Moneybox

Apple’s Worthless Cash Stockpile

I got a fair amount of negative reaction from Apple fans to my post yesterday about the irrationally high profit margins they’re reaping on their Macs. This gets to be touchy emotional terrain for some people, so I want to be clear. I bought an iPhone the first week it was released. I own an iPhone 5 and an iPad 3 and a MacBook Air and a Thunderbolt Display and an Apple Wireless Keyboard and an Apple Wireless Trackpad. I’m not an Apple-basher and I don’t want the company to “be like Dell” or “be like Samsung.” But one of the oddities of the increasingly partisan tech commentary world is that somehow Apple’s customers have become cheerleaders for high prices and giant profits. That’s odd. As a fan of Apple products, I’d like them to be cheaper so I can buy more!

At any rate—strategy. Running a company isn’t like some kind of board game where the firm with the largest stockpile of cash wins. The idea of making a profit is to do something with it. Do what? I don’t know. Earn returns for your shareholders. Pay yourself a lot. Upgrade your corporate jet. Invest it in world-changing products. Retain flexibility to make strategic aquisitions as needed. Ensure that the firm itself can survive hard times and live forever. I can’t tell you or Tim Cook or anyone else what his goal in life ought to be.

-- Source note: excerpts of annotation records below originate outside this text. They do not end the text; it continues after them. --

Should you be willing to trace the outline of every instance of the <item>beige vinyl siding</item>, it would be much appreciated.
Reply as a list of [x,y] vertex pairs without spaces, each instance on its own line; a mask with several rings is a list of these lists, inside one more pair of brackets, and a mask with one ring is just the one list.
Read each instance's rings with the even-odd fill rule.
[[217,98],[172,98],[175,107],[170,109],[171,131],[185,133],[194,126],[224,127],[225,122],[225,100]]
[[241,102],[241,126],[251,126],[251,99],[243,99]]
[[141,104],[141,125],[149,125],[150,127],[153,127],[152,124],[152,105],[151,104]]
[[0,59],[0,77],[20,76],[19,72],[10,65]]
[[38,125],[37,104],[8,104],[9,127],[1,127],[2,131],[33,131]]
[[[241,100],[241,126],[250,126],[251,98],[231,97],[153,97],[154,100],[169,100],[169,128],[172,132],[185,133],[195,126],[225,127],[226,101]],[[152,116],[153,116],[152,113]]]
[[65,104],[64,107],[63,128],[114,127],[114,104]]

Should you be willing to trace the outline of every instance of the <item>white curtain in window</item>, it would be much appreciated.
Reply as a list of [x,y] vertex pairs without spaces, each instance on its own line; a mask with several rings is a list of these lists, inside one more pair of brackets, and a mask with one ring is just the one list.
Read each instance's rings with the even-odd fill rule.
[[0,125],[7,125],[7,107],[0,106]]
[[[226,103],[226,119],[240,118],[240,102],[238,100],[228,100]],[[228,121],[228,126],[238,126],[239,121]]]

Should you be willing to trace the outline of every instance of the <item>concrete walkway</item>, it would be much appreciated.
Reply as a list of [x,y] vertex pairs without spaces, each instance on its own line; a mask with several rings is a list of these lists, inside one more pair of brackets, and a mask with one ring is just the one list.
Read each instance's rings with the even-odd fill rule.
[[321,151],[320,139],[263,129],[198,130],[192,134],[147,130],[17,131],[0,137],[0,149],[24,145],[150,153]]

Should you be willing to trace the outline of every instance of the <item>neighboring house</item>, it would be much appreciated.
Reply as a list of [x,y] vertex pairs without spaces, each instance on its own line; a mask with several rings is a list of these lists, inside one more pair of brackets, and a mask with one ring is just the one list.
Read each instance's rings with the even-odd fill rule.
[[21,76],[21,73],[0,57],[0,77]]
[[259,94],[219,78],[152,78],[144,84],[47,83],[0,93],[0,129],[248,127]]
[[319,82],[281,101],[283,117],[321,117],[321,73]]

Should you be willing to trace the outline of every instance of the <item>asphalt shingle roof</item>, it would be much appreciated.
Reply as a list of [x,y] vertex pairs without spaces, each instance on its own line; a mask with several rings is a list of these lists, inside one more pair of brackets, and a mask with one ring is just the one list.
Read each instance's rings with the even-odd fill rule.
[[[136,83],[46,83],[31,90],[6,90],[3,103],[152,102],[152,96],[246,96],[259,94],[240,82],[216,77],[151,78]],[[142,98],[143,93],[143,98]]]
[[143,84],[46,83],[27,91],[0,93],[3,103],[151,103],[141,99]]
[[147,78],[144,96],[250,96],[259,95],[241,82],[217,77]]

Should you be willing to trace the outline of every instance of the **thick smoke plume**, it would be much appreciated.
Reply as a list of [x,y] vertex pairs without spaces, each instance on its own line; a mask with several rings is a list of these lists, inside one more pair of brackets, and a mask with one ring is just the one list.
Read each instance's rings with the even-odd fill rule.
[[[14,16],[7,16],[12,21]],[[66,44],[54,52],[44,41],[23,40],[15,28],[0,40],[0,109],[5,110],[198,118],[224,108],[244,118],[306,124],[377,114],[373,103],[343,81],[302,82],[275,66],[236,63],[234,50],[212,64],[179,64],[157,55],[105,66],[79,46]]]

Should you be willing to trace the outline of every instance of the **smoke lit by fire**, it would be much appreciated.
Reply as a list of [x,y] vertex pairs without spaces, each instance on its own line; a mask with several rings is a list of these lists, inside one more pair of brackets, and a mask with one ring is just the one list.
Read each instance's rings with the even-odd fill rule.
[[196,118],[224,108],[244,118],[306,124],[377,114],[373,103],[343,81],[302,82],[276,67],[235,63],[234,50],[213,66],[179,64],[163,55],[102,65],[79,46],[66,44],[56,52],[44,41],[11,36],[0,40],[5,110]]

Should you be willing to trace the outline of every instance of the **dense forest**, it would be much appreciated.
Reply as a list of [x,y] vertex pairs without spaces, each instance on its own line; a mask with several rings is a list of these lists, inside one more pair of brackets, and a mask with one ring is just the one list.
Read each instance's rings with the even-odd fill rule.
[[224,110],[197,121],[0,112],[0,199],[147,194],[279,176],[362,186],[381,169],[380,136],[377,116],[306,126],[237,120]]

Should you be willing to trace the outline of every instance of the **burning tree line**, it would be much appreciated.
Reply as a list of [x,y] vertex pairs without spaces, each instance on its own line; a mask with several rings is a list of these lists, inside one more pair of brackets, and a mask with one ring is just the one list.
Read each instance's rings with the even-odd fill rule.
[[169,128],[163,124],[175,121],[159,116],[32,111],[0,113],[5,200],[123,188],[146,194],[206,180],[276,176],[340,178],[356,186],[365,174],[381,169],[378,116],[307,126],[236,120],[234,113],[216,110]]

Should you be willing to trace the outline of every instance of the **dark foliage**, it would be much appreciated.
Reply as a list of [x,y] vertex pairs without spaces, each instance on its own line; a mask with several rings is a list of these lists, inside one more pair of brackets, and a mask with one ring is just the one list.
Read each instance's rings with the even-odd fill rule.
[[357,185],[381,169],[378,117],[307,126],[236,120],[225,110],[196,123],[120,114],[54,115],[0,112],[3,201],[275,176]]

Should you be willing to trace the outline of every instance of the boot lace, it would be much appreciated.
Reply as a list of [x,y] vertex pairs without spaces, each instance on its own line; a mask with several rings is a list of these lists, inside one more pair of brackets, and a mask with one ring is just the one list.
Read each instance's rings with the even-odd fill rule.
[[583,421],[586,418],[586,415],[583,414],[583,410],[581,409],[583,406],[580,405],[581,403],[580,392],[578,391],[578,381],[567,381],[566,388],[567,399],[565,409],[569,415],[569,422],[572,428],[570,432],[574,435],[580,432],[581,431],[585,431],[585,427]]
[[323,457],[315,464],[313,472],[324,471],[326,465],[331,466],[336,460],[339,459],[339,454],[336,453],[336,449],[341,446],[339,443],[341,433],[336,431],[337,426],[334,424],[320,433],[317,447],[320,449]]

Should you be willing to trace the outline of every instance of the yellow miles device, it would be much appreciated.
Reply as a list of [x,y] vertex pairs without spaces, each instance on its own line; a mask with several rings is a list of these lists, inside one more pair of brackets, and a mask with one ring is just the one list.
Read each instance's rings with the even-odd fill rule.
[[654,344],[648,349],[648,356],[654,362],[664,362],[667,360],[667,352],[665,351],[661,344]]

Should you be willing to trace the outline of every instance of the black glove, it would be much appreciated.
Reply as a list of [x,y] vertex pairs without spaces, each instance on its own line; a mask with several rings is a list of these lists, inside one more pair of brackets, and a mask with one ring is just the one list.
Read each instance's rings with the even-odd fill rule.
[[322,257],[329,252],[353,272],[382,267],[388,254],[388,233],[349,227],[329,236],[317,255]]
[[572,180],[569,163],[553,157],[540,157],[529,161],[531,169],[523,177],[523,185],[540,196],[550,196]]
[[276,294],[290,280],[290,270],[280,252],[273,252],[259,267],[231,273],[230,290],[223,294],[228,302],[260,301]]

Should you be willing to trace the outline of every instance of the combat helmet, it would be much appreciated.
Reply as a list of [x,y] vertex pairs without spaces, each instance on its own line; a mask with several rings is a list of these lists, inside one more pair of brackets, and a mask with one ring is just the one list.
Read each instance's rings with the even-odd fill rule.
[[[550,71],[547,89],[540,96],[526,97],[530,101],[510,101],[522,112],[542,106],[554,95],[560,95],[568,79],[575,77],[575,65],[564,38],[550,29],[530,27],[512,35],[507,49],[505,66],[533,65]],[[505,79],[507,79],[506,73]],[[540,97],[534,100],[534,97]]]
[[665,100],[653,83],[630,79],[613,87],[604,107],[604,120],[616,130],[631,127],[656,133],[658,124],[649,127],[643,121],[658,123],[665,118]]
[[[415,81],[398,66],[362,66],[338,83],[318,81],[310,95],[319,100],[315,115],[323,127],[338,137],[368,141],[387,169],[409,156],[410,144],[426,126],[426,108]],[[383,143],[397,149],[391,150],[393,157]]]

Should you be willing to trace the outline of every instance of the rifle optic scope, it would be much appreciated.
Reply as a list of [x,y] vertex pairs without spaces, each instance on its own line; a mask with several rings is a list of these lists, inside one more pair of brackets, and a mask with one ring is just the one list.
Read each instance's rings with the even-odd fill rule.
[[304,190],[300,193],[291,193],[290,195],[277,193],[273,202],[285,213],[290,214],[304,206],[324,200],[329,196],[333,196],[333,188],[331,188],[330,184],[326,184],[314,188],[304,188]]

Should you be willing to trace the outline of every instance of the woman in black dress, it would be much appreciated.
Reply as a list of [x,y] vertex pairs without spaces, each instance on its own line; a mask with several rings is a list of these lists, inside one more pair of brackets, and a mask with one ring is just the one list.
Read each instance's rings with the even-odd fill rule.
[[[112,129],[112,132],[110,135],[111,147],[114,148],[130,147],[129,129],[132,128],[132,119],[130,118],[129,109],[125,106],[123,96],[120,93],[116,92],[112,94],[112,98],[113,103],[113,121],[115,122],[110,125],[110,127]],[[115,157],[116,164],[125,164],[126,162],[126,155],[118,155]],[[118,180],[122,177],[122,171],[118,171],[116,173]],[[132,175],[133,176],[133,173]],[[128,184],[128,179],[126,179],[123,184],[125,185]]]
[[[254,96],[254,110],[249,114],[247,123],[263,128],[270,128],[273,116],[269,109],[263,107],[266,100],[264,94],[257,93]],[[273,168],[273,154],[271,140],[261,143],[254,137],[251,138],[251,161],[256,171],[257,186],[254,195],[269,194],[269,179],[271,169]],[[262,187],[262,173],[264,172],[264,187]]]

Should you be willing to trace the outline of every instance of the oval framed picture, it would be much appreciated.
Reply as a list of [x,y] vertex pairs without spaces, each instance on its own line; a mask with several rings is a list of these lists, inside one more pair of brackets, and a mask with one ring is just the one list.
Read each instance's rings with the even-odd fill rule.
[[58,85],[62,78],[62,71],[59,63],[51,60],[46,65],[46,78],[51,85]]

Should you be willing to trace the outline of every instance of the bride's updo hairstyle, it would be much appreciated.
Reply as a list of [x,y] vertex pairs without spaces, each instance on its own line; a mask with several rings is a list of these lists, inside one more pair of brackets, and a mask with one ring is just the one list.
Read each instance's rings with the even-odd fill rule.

But my point from yesterday was that Apple already has an awful lot of cash. Getting even more cash is not particularly useful for any goal at this point (diminishing marginal utility). So they ought to do something. One smart thing to do would be to make a strategic investment in Mac OS market share since with its current rather small market share Mac profits are not a particularly important part of overall Apple profits, but Mac could and should be an important part of Apple strategy. Right now Microsoft is very strong in the PC marketplace but very weak on Mobile. Google is strong on mobile but very weak in PCs. Apple is strong on mobile, and sort of in-between on PCs. That Apple can ship desktops and laptops that sell in substantial numbers at high profit margins show that Apple has strong products in the PC game. But they’re still a very small share of the overall market. By slashing margins to gain market share, Apple would become the onlly strong player to bridge the mobile/desktop divide and gain a useful strategic edge. How useful? I’m not sure. But it just has to be useful enough to clear the “more useful than even more money in the bank” bar which is pretty low at this point.